Monday, March 25, 2013

Song

Still irritated, trying not to bite my tongue off. Here's a song for the day, again, no meaning for it, I just really like it, and I don't have anything to say.

http://www.youtube.com/watch?v=dDLiVwpv89s

Duran Duran, Ordinary World.

So, I need to get this coughing thing figured out. It's getting worse, and my throat feels swollen now most of the time from it. And, I need to stop singing for a while. Maybe at least until September. I'll sing for this week, and possibly the Finnish concerts, but I need to treat myself with kindness, too. It is my favorite thing to do, and I've never had this throat issue before, and it just never seems to get better. Ironically, I actually sing better now, I think my voice sounds better, vastly.  When I was watching Julius Caesar last night, I was thinking, "I can't shout like that." I want to take an acting class this quarter, because I feel I have some momentum as far as being present and in my body and breathing and ways to get into a character that I didn't have before, but I'm not sure if that would be pushing my health too much. It would help if I knew what was causing this, but I can't see anyone else until I get these medical bills paid down.
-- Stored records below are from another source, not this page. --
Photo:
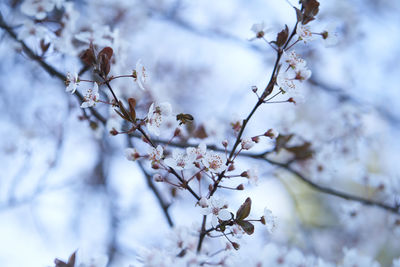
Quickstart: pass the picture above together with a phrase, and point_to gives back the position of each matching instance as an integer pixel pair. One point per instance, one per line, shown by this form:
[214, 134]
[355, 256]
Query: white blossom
[214, 162]
[304, 33]
[396, 262]
[247, 143]
[156, 154]
[197, 152]
[91, 97]
[286, 82]
[141, 75]
[179, 160]
[330, 36]
[131, 154]
[72, 82]
[252, 175]
[217, 208]
[158, 178]
[157, 115]
[37, 8]
[259, 29]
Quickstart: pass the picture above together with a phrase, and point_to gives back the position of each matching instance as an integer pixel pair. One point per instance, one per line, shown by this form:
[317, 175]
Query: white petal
[224, 215]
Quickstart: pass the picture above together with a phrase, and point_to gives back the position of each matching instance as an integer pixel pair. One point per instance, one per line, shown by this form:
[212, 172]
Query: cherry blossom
[293, 60]
[37, 8]
[72, 82]
[330, 36]
[91, 97]
[156, 154]
[179, 160]
[197, 152]
[304, 33]
[141, 75]
[259, 29]
[131, 154]
[203, 202]
[157, 116]
[252, 176]
[214, 162]
[217, 207]
[268, 219]
[247, 143]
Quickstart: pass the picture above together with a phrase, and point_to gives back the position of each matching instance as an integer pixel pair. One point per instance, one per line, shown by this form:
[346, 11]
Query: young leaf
[282, 37]
[132, 105]
[104, 59]
[88, 57]
[244, 210]
[248, 227]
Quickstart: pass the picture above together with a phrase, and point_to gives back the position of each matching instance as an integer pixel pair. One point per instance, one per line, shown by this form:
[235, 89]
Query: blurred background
[65, 183]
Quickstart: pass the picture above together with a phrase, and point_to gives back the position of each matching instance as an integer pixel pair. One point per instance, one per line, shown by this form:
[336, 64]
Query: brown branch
[48, 68]
[157, 194]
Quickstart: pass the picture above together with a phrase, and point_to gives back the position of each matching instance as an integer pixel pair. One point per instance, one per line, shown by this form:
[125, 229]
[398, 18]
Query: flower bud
[158, 178]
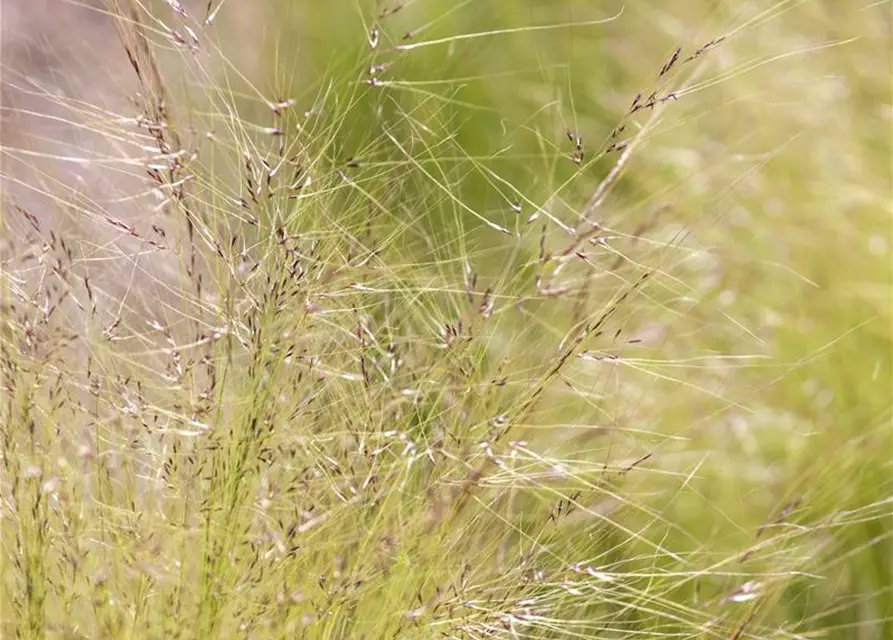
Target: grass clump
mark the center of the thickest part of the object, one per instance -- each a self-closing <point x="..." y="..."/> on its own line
<point x="452" y="322"/>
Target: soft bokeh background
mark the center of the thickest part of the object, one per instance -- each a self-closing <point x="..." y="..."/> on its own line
<point x="759" y="373"/>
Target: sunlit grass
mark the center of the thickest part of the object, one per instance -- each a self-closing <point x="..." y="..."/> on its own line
<point x="553" y="321"/>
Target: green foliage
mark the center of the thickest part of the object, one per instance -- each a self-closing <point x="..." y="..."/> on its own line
<point x="549" y="320"/>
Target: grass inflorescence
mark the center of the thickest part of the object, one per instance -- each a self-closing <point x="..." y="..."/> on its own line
<point x="444" y="320"/>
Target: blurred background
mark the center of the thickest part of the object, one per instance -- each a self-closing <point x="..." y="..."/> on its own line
<point x="761" y="188"/>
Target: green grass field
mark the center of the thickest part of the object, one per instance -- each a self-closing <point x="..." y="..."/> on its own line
<point x="452" y="320"/>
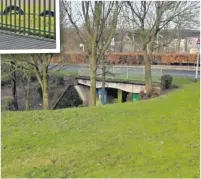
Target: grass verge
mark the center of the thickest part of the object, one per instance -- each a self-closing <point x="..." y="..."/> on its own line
<point x="157" y="138"/>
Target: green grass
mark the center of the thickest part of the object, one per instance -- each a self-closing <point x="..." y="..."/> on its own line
<point x="156" y="138"/>
<point x="46" y="24"/>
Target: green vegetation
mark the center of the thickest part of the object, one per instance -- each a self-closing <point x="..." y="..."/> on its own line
<point x="34" y="25"/>
<point x="151" y="138"/>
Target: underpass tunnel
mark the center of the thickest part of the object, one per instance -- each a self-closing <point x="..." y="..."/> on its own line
<point x="112" y="95"/>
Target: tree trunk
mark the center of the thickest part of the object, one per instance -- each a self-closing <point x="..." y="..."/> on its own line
<point x="92" y="80"/>
<point x="14" y="86"/>
<point x="27" y="96"/>
<point x="147" y="61"/>
<point x="45" y="89"/>
<point x="103" y="80"/>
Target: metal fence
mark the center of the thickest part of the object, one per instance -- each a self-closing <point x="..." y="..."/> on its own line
<point x="29" y="17"/>
<point x="136" y="73"/>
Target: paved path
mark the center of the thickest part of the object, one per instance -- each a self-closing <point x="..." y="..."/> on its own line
<point x="11" y="41"/>
<point x="136" y="70"/>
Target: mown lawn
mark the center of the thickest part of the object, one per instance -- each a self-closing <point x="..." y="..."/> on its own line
<point x="156" y="138"/>
<point x="35" y="25"/>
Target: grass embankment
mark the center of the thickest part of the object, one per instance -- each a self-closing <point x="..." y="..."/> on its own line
<point x="153" y="138"/>
<point x="34" y="25"/>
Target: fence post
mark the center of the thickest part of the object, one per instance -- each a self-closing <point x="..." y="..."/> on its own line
<point x="127" y="72"/>
<point x="112" y="71"/>
<point x="161" y="71"/>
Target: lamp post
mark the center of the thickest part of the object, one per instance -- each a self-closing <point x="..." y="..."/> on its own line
<point x="157" y="41"/>
<point x="198" y="57"/>
<point x="82" y="46"/>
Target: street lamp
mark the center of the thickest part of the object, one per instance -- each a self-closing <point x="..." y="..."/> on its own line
<point x="198" y="57"/>
<point x="157" y="41"/>
<point x="82" y="46"/>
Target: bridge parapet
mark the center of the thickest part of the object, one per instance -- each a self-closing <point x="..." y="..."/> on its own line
<point x="128" y="87"/>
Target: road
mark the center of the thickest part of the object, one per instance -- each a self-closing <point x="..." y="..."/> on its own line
<point x="138" y="70"/>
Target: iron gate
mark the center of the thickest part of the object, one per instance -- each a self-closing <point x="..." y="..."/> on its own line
<point x="29" y="17"/>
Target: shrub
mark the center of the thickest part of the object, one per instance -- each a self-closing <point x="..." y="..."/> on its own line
<point x="166" y="81"/>
<point x="56" y="80"/>
<point x="33" y="78"/>
<point x="129" y="97"/>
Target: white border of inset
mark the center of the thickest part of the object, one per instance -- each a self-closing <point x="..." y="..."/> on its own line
<point x="57" y="50"/>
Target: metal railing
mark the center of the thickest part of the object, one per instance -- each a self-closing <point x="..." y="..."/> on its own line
<point x="29" y="17"/>
<point x="136" y="73"/>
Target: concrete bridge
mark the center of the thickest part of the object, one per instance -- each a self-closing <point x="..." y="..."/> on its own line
<point x="25" y="26"/>
<point x="115" y="90"/>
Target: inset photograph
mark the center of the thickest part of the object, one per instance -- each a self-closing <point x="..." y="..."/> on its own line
<point x="29" y="26"/>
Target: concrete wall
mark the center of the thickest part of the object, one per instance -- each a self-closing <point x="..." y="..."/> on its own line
<point x="131" y="88"/>
<point x="83" y="92"/>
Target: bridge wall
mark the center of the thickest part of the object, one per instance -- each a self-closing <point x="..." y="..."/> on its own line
<point x="83" y="92"/>
<point x="131" y="88"/>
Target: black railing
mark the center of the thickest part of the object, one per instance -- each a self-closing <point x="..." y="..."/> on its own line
<point x="29" y="17"/>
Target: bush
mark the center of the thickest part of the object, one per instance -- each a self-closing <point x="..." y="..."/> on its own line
<point x="56" y="80"/>
<point x="166" y="81"/>
<point x="33" y="78"/>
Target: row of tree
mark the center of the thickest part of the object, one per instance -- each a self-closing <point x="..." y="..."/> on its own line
<point x="20" y="69"/>
<point x="97" y="22"/>
<point x="94" y="19"/>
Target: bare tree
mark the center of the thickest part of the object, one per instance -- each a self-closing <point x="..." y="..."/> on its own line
<point x="150" y="18"/>
<point x="95" y="16"/>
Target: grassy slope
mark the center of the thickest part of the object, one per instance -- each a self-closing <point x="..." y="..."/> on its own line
<point x="155" y="138"/>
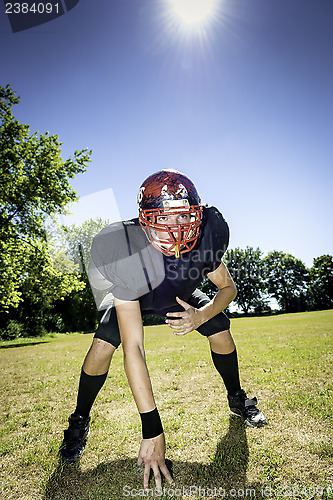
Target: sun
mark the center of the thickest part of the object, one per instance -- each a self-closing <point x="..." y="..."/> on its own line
<point x="193" y="12"/>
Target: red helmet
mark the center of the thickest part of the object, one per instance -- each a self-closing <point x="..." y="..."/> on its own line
<point x="170" y="211"/>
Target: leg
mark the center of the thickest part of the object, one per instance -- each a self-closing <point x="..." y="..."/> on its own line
<point x="224" y="356"/>
<point x="222" y="342"/>
<point x="225" y="360"/>
<point x="93" y="375"/>
<point x="98" y="358"/>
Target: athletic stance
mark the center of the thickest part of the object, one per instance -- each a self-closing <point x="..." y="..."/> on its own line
<point x="154" y="264"/>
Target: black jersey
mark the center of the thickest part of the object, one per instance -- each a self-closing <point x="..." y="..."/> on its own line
<point x="124" y="262"/>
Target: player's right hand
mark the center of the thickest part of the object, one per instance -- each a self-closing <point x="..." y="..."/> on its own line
<point x="152" y="454"/>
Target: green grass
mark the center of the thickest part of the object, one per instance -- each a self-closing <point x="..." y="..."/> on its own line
<point x="286" y="361"/>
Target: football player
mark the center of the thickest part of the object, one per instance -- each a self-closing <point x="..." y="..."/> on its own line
<point x="154" y="264"/>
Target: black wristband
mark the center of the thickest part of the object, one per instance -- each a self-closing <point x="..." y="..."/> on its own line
<point x="151" y="424"/>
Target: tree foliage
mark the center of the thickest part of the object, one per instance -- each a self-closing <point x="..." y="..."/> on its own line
<point x="35" y="182"/>
<point x="245" y="267"/>
<point x="321" y="283"/>
<point x="286" y="280"/>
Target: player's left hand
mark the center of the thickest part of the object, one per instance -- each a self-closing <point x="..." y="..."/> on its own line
<point x="185" y="321"/>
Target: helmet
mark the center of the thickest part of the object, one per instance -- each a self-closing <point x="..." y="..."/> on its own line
<point x="170" y="211"/>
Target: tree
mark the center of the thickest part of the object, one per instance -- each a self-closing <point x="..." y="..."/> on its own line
<point x="286" y="280"/>
<point x="71" y="250"/>
<point x="321" y="283"/>
<point x="34" y="184"/>
<point x="245" y="267"/>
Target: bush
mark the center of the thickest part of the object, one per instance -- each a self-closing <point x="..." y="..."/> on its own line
<point x="14" y="329"/>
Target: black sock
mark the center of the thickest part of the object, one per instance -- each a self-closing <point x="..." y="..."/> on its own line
<point x="89" y="387"/>
<point x="227" y="366"/>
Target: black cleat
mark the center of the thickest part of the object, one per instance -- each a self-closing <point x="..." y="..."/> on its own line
<point x="75" y="438"/>
<point x="245" y="408"/>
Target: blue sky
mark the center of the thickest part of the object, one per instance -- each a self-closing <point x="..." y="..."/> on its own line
<point x="243" y="106"/>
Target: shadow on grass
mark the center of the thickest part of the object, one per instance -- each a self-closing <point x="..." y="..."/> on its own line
<point x="25" y="344"/>
<point x="121" y="478"/>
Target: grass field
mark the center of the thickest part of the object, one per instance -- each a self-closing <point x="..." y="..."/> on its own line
<point x="286" y="361"/>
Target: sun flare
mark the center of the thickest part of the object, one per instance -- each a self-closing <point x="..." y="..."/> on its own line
<point x="193" y="12"/>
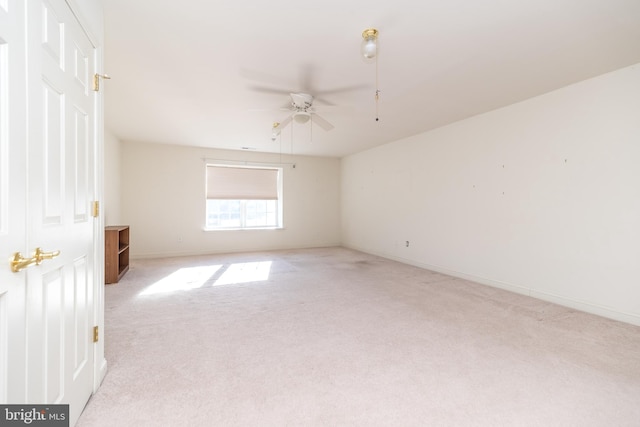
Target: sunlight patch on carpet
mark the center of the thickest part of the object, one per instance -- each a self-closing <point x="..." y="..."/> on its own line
<point x="183" y="279"/>
<point x="244" y="273"/>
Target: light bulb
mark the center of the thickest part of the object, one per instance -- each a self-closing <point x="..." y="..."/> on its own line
<point x="369" y="43"/>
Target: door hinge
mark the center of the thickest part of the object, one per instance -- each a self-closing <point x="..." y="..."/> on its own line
<point x="96" y="81"/>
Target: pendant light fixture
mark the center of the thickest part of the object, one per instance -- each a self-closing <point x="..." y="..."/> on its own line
<point x="369" y="51"/>
<point x="369" y="43"/>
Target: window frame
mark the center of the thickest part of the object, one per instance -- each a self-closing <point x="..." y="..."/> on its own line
<point x="279" y="224"/>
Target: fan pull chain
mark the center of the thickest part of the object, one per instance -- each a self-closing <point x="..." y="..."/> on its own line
<point x="377" y="91"/>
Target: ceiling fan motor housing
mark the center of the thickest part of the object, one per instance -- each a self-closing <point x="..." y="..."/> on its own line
<point x="301" y="101"/>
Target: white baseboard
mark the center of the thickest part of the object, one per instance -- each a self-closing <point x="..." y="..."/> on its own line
<point x="585" y="306"/>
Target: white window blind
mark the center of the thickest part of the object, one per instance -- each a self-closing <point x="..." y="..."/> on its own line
<point x="241" y="183"/>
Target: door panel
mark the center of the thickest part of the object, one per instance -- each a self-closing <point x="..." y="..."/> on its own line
<point x="48" y="140"/>
<point x="13" y="142"/>
<point x="61" y="148"/>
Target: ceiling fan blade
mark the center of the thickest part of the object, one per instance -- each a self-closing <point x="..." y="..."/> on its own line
<point x="265" y="89"/>
<point x="320" y="121"/>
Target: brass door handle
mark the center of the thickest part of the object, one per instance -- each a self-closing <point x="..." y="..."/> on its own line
<point x="19" y="262"/>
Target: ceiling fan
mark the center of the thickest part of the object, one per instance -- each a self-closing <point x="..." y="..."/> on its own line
<point x="301" y="102"/>
<point x="302" y="111"/>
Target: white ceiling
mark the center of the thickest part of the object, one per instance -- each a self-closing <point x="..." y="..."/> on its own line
<point x="186" y="72"/>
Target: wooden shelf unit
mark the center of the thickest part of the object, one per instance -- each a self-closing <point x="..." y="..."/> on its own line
<point x="116" y="252"/>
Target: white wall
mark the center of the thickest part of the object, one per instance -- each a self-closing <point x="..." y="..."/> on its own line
<point x="163" y="201"/>
<point x="541" y="197"/>
<point x="111" y="204"/>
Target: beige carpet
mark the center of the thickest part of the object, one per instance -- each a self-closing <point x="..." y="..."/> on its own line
<point x="334" y="337"/>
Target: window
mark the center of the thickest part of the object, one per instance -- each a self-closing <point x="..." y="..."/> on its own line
<point x="240" y="197"/>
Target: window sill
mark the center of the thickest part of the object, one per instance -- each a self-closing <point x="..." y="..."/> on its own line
<point x="243" y="229"/>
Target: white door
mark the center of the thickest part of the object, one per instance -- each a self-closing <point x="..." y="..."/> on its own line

Stress over money isn't gonna help any. It would be helpful also if the asthma medicine wasn't so expensive, but I don't know how to work around that one, there is no generic. Breaks my heart not to be able to sing, but maybe it just needs more time to heal. When I mentioned kindness, one of those people was talking to me about singing and also of being kind to myself. She said she had missed me singing (I hadn't gone to rehearsals in the past few months) but that I had to take care of myself. There have been a bunch of others too, not just about singing, but a lot of it has been about that.